The thing with music and digital media is that the product is selected in an entirely different way. If cars were mp3, not even Saudi princes would have enough garage space to store them all. But, with current hardware and telecom technology, it's cheap to store, fast to download tons of stuff. The reason you have to make it cheap is because you are in fact nearing optimum cost (for consumers): zero.
It's gotta be sort of like shopping "green": the consumer has got to feel some sort of advantage, even if indirect, in giving away 0.99 cents - it's to support the band, for instance. Crowdfunding might change some dynamics in the middle-man game record labels play.

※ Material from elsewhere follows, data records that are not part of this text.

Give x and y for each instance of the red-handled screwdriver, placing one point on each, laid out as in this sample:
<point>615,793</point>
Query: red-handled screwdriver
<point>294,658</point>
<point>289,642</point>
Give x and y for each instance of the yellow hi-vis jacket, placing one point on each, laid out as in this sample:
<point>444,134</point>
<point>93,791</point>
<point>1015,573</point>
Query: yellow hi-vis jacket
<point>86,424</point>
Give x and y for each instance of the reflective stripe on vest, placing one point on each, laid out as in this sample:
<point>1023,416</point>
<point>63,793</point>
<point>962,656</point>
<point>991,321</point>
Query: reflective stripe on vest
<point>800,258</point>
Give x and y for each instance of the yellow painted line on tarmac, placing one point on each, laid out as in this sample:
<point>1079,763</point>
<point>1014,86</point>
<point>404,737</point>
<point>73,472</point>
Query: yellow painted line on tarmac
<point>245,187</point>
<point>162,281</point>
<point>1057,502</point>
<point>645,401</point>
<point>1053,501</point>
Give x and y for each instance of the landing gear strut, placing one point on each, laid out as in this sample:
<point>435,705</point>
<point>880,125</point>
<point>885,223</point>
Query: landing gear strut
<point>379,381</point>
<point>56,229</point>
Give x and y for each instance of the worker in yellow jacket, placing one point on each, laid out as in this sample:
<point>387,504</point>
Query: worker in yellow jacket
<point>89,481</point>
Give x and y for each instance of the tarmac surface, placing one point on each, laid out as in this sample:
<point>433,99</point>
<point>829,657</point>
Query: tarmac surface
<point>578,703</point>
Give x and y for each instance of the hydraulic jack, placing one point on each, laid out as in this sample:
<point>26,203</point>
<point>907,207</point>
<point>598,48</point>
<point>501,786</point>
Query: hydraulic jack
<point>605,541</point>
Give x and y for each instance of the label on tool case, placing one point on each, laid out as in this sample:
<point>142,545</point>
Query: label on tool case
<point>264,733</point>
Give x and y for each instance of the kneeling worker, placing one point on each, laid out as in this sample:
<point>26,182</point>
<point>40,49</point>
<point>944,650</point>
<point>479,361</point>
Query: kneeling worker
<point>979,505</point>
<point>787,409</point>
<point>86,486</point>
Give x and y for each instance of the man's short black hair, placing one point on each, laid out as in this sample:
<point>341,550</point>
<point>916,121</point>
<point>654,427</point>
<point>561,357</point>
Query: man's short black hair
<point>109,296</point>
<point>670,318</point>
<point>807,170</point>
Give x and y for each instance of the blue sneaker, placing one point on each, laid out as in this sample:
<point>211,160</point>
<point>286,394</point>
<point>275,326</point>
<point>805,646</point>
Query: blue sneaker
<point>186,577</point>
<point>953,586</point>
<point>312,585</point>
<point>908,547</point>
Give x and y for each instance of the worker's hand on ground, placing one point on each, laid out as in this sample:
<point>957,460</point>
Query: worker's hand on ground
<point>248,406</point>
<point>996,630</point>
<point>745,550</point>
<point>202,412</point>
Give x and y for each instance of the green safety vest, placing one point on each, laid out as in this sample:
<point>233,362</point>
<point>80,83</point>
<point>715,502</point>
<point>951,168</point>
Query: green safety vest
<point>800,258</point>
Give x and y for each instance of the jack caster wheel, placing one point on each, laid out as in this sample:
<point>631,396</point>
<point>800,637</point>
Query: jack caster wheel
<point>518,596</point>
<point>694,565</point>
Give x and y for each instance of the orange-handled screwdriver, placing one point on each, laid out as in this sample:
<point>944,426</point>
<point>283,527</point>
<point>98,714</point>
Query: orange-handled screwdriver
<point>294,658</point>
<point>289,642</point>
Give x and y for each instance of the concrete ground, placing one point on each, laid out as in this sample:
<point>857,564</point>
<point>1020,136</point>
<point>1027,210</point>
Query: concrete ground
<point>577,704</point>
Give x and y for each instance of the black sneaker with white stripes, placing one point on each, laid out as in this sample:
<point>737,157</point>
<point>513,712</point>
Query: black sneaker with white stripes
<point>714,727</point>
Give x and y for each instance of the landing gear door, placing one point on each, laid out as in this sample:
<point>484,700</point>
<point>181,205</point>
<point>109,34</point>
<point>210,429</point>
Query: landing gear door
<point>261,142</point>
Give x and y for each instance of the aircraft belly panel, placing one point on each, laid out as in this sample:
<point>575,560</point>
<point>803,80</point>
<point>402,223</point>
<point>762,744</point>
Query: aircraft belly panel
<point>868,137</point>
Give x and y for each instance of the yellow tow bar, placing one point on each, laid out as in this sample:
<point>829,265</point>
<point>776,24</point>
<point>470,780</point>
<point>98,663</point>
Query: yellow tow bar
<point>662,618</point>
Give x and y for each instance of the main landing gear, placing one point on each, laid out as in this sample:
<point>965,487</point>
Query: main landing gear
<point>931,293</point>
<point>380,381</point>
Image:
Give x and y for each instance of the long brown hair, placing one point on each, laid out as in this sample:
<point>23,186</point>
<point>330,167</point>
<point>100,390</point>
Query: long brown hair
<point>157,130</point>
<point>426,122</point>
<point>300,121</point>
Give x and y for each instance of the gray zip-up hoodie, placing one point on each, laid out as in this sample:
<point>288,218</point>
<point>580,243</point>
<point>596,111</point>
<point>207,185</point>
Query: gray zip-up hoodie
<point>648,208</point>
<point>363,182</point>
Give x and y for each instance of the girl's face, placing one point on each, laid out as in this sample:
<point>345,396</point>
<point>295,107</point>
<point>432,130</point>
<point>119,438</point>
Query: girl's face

Main difference between the BSD license and the GPL license: one is from California and the other is from Massachusetts
This is the really scary part:
"A coalition of 17 publishing companies has shut down library.nu and ifile.it"
seems like today we have government laws enforced by the police and the laws of publishers where they are the prosecutor, judge and the jury...
I taught they need SOPA for that, but obviously not...
I found some people arguing that Library. nu should remain open even if it is illegal because the good that results from its operation is more than the negative effects for a small group of people.
In my opinion, Library.nu was the third most important site on the web after google and wikipedia! For a nice article on why it should continue its operation and how it can be done read this:
http://e-library-free.blogspot.com/2012/02/free-illegal-knowledge-and-how-not-to.html
And the non-geek couldn't even get a joke if it threatened to burn through his balls with a laser.